Jones brought down the chart that included the Marianas and the Bonins. The navigator stepped off the distance to the Volcano Islands, for there were no southern Bonins as such. We had another 500 miles to go from our present dead reckoning position, more if we were supposed to pass Iwo and go on to Chichi Jima.
“We’ll never get there anyway,” commented Fraz, implying, I hoped, that the torpedoes wouldn’t last that long. We seemed to be finding ships 50 miles off the Marianas right now, so why change on our route north? The navigator laid down the course I wanted, which would leave Pagan Island about that distance abeam. Jones took the chart back to the conning tower, with my orders to steer 345 degrees true. Fraz hit the hay, for he would have to be up at morning twilight to get his stars, and I went forward to the torpedo room. Hank’s men were just completing repairs on the inner door of No. 5 tube. I picked up one of the lead-backed fillings and asked how we happened to have the lead available.
“We’ve got a pack rat aboard,” Hank explained. “It’s from a piece of toilet plumbing that was lying in the officers’ head next to our storerooms at Mare Island.” In a sense it had served its intended purpose such as no lead elbow ever had before. The night was too far gone for formal night orders. On the page for the previous day I copied down the position of our last attack, latitude 15° 50′ north and longitude 144° 21′ east, then turned to the current date and wrote: Stay alert.
Dawn came on bright and clear, a good day for planes scouting ahead of shipping. The navigator’s morning star fix showed us abreast of Pagan, so planes from any sector were possible.
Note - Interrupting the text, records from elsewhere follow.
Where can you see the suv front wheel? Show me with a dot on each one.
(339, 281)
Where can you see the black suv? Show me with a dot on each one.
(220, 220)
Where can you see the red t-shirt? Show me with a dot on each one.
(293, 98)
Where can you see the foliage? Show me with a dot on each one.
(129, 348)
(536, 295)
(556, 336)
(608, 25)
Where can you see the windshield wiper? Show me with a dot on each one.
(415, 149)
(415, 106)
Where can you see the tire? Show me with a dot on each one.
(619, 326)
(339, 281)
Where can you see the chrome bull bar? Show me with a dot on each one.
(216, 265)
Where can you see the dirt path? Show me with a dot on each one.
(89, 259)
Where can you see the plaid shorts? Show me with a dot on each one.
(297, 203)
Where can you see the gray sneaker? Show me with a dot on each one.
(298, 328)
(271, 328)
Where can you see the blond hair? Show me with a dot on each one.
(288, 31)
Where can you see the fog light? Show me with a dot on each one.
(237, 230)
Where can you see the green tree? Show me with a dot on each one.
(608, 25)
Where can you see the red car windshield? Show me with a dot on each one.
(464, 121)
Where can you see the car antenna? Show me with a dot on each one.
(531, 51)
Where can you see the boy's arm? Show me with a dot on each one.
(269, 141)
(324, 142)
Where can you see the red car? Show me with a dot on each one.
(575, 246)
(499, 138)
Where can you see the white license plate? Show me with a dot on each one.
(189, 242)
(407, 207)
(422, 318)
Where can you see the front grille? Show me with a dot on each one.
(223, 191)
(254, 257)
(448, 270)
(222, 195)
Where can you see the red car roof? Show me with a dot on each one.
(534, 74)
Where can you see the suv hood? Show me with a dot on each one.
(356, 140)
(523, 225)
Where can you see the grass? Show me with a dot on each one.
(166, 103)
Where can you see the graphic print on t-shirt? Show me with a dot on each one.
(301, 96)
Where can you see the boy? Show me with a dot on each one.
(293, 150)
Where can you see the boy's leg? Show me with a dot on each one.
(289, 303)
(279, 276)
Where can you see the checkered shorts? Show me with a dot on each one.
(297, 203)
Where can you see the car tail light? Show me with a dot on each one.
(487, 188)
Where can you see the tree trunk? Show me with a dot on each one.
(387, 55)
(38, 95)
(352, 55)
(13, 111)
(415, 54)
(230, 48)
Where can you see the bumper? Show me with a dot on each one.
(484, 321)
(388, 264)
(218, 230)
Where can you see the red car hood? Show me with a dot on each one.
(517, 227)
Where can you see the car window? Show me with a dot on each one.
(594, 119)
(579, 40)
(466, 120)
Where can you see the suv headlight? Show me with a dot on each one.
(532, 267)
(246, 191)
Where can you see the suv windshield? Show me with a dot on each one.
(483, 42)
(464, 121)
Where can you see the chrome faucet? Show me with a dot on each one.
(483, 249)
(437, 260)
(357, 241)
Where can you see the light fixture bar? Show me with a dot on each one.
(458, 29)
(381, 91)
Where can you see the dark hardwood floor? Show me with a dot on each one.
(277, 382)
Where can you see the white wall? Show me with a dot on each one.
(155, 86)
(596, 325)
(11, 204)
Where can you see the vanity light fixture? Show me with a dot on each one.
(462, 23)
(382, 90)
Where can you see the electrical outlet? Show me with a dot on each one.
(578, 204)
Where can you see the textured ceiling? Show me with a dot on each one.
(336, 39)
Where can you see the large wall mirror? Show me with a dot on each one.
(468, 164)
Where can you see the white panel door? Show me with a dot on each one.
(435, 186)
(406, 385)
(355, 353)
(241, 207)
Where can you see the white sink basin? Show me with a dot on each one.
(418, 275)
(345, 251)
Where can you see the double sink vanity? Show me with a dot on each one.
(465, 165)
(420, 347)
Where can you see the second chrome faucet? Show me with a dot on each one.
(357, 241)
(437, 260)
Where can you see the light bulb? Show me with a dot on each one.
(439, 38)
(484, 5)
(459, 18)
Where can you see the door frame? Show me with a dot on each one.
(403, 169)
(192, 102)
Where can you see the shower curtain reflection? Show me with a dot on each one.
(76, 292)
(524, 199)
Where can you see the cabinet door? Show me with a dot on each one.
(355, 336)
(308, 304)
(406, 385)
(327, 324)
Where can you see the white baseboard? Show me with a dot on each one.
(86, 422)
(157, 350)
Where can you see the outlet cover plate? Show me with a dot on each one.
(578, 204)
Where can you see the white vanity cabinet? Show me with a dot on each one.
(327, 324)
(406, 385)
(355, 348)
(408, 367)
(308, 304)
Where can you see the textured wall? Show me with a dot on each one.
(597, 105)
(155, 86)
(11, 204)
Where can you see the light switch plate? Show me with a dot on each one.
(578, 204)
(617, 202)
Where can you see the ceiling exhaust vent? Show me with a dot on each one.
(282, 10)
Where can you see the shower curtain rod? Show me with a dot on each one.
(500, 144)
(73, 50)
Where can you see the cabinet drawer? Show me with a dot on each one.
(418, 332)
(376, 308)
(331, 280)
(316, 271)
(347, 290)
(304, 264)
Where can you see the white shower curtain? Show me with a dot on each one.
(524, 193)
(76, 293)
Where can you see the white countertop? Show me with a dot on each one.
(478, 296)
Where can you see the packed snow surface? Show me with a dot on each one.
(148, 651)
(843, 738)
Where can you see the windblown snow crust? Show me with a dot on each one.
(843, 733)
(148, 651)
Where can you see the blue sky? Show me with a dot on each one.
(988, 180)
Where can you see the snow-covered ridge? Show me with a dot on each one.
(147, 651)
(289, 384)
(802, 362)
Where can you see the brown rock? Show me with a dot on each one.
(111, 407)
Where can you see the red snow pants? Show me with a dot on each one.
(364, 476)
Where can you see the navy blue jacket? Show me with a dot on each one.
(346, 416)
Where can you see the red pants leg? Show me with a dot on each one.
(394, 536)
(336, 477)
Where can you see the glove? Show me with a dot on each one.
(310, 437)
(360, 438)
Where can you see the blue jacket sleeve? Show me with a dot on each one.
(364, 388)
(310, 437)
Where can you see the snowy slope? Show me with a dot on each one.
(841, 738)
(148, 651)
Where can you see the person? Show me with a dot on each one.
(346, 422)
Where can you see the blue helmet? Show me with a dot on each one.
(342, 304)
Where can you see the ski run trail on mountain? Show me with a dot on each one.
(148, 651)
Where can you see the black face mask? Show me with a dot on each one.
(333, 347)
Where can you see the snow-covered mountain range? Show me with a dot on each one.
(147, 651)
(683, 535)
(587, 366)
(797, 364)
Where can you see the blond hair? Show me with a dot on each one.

A sun lookout went topside, and we manned the search periscope; if the J
apanese continued running their ships along this island chain, one place was just as likely as another. If they didn’t, then the war in the Central Pacific would be as good as over. The morning progressed uneventfully, and so did the afternoon except for increasing seas. All hands were slowly calming down, and Tang was resuming a normal patrol routine. It included plenty of sack time and, in view of the last few days, no drills whatsoever. Except for a late morning clampdown of the decks below, any man not on watch could spend his time flaked out with a good book or getting ahead on his shut-eye, and most were doing exactly that. The watch standing was something different. If there had been any laxity in the past, and I had reason to believe that in the case of two or three men there had been, the events of the last ten days had made Christians of them. Not just the respect of their shipmates was involved, but their very own hides.
“Smoke on the starboard bow!” The cry carried on into wardroom country.
“Here we go again!” said Fraz, sliding out from the inboard seats in the wardroom, and another cribbage game I might have won was declared no contest. There were no further puffs of smoke, but since they were first sighted on our bow, the enemy must be heading in a southerly direction. We came right until Tang would be converging slightly on his most probable track.
Though Caverly had torn down our SJ radar time after time on this patrol to replace tubes or capacitors or resistors, this was the first time it had been out when we had a contact. To get the thing into a submarine, it had been squeezed from all sides. Now, though the major units could be removed, replacing a part required considerable dismantling. Stepping over parts spread around the conning tower deck and keeping an eye glued to the search scope at the same time was quite a trick. But we could sympathize with Caverly, who was trying to solder parts between our feet.